An example: the last link on the list purports to warn you about the side effects and cost of Intelleral. And it’s nothing more than a page promoting the product:

intelleral-ad-1

How much more deceptive can you get than this? Why would you buy a product that’s so dishonestly promoted, even if it worked… which it doesn’t.

One customer wasn’t too happy… among countless:

This product is a scam
By [redacted], Canton, NC, Jan 6, 2017
I ordered Intelleral due to the wonderful advertisement and testimonies by several famous people. I have taken this for a couple of weeks with no noticeable positive effect.

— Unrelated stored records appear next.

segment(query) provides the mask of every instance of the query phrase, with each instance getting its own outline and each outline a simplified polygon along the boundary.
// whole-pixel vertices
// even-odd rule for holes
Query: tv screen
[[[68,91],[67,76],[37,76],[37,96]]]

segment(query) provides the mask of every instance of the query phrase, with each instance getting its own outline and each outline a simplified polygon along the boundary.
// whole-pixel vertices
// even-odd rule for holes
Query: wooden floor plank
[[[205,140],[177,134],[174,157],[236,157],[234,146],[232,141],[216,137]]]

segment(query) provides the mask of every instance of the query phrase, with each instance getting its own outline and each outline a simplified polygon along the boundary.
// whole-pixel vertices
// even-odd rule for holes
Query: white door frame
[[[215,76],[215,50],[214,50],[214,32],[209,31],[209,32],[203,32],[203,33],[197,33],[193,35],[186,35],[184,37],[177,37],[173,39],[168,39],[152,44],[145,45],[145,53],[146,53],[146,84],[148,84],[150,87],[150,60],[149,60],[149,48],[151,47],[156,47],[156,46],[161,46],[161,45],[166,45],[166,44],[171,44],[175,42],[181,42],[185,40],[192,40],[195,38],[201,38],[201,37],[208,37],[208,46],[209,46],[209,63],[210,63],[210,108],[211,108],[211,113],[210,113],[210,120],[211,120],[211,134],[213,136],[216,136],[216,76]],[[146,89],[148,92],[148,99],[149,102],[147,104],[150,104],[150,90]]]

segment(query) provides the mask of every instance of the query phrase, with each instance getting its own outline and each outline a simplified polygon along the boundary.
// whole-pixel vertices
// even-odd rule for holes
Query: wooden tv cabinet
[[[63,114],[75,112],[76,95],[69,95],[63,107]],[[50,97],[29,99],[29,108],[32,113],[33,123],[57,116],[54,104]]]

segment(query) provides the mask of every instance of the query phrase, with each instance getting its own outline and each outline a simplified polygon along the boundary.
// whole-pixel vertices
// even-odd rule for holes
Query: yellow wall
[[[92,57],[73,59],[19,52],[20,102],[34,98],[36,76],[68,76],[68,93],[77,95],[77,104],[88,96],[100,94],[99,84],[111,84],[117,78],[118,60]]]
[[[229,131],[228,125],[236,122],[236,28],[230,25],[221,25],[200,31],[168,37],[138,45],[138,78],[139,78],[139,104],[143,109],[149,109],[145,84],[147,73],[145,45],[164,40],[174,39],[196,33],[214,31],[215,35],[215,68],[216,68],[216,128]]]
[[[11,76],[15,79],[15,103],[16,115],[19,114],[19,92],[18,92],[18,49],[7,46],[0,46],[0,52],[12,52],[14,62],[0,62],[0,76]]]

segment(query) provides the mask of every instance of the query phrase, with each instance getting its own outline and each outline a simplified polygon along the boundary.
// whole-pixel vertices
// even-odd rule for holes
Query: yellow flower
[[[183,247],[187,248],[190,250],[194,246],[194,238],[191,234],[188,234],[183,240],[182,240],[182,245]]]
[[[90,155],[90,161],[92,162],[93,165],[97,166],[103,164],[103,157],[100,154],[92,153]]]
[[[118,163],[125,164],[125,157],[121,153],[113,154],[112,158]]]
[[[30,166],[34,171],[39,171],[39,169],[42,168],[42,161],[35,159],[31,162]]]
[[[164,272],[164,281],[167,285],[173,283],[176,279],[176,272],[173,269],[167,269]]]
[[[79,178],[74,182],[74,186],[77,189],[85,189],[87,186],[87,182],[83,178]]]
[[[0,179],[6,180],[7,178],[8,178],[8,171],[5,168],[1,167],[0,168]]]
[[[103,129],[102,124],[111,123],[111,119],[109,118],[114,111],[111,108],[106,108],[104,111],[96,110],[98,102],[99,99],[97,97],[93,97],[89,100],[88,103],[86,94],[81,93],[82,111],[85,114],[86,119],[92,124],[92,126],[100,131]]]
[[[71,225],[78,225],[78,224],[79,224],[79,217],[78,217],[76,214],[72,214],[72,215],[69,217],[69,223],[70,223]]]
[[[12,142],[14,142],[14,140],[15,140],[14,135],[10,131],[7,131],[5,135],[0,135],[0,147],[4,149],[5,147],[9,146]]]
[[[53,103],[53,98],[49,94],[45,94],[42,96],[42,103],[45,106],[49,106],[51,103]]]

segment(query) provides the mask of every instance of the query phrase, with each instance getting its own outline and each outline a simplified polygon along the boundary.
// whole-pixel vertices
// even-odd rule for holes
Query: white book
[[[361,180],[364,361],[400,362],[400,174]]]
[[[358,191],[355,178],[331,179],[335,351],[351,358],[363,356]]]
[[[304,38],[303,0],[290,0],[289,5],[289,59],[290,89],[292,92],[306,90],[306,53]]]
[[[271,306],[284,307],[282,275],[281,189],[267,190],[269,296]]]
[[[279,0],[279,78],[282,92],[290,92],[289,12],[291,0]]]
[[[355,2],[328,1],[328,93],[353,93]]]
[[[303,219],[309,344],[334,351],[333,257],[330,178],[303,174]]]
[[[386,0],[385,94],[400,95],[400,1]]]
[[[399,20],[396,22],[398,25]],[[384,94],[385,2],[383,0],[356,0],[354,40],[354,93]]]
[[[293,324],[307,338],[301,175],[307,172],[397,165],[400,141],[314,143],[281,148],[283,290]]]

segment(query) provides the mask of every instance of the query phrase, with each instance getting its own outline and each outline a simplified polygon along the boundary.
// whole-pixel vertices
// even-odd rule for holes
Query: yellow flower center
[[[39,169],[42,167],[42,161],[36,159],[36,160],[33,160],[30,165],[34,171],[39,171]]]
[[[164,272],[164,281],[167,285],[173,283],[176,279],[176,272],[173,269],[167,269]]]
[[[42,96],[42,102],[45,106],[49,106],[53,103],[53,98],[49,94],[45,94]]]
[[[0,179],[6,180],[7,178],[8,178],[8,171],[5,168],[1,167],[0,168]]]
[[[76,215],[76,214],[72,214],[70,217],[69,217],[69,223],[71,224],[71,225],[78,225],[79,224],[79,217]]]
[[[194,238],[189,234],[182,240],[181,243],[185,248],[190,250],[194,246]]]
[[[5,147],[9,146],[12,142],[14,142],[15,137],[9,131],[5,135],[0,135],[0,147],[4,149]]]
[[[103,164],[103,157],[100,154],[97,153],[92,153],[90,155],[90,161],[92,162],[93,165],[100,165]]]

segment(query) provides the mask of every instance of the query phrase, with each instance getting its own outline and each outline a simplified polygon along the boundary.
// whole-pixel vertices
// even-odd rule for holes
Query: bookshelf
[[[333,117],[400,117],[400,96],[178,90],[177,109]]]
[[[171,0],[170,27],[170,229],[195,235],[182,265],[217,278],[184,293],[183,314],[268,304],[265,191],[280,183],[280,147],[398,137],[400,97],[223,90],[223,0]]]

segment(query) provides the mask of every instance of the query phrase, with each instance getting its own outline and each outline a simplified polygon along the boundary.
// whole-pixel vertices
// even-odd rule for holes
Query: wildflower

I was checking my credit card this morning and noticed two different charges pending for the two trial items I ordered from the Intelleral website. I did not request future orders. I was billed $64.95 and then $69.95 (charges pending).I contacted my credit card company to dispute this.

Do not order from these people.

You notice her complaint about the extra charges? That’s standard operating procedure for these slimy bottom-feeders. Have a look at their “terms,” which you have to click through to read:

2.1 By placing your order you will be receiving a 14 day evaluation of for the price of $4.95! We stand by our satisfaction Guarantee and our friendly customer service. You will also be enrolling into our convenient auto ship program once your evaluation expires. You understand that you are subscribing to a monthly shipment program and you will be charged $89.99 per month starting 14 days from today and every 30 days thereafter unless cancelled. You also understand that you can cancel at any time, subject to the provisions of section 3, without further obligation by calling 888-298-0291, Monday – Friday between the hours of 9am-5pm MST. Your transaction will appear on your credit card statement as “”. You will recieve your package within 2-5 business days of each payment. Please allow 2-5 Business days for your initial Bottle.

There’s a lot more if you have the stomach to read it. You thought you were paying $4.95 for a trial, but you were actually obligating yourself to shell out $90 bucks a month for this snake oil, and good luck getting a refund from these weasels.

Best solution: TURN AROUND, RUN AWAY, DON’T LOOK BACK. Do not buy this or anything like it that sounds too good to be true, because it is.